Potential complications include significant intra- /retroperitoneal bleeding, sepsis, portal vein thrombosis, pneumothorax, pleural effusion, injury to the gall bladder or hepatic abscess. Fortunately most of these complications are rare, although fatal bleeding has been reported. Attention to the details of the procedure should minimize these complications. The more commonly reported complication is retro- / intraperitoneal bleeding. This can usually be managed medically by administering blood and blood products.

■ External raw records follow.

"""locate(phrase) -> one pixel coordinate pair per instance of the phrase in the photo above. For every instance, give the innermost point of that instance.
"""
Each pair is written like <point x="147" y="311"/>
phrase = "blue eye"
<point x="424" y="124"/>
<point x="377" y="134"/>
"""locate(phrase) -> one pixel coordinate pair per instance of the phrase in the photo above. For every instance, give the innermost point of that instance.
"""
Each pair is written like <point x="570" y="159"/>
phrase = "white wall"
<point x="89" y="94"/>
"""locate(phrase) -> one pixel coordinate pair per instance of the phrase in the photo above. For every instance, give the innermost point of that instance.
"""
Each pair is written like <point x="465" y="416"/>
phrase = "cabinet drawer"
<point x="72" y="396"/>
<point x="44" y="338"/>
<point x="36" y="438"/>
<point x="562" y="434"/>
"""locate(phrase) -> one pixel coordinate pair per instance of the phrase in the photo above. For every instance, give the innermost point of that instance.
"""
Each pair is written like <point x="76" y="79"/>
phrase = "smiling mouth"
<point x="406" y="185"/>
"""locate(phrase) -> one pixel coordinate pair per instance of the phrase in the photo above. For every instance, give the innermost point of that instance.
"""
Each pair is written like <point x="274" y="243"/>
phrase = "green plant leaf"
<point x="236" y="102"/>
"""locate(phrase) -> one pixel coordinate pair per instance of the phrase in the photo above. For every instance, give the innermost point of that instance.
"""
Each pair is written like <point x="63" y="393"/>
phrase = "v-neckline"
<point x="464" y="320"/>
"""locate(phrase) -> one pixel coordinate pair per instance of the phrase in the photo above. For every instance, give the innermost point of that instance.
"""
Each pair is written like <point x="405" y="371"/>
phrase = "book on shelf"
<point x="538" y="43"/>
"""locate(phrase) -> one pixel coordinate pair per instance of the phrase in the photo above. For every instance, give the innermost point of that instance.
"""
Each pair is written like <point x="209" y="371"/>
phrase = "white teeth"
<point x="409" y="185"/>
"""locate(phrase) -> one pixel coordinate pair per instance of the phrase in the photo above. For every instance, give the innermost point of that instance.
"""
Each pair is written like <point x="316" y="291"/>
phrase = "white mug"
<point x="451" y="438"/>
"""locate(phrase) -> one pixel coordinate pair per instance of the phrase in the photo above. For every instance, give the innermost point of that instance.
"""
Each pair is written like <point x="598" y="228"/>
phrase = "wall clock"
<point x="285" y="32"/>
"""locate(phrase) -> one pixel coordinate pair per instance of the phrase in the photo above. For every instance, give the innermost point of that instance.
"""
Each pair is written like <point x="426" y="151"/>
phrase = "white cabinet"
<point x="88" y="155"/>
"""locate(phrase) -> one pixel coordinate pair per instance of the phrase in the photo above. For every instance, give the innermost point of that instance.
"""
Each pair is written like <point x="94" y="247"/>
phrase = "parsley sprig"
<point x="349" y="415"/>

The conservative approach has been advocated even for traumatic liver injuries and is preferred over the surgical approach.[19-22]
In the ever evolving world of catheter interventions the transhepatic approach is a valuable addition to facilitate interventional procedures in selected patients. It can be used in cases with occluded femoral veins and may make the procedures easier than the internal jugular or subclavian approach. Even in the presence of patent femoral veins it may allow placing larger sheaths in small children. The procedure is safe and offers an important alternative to the traditional femoral venous approach.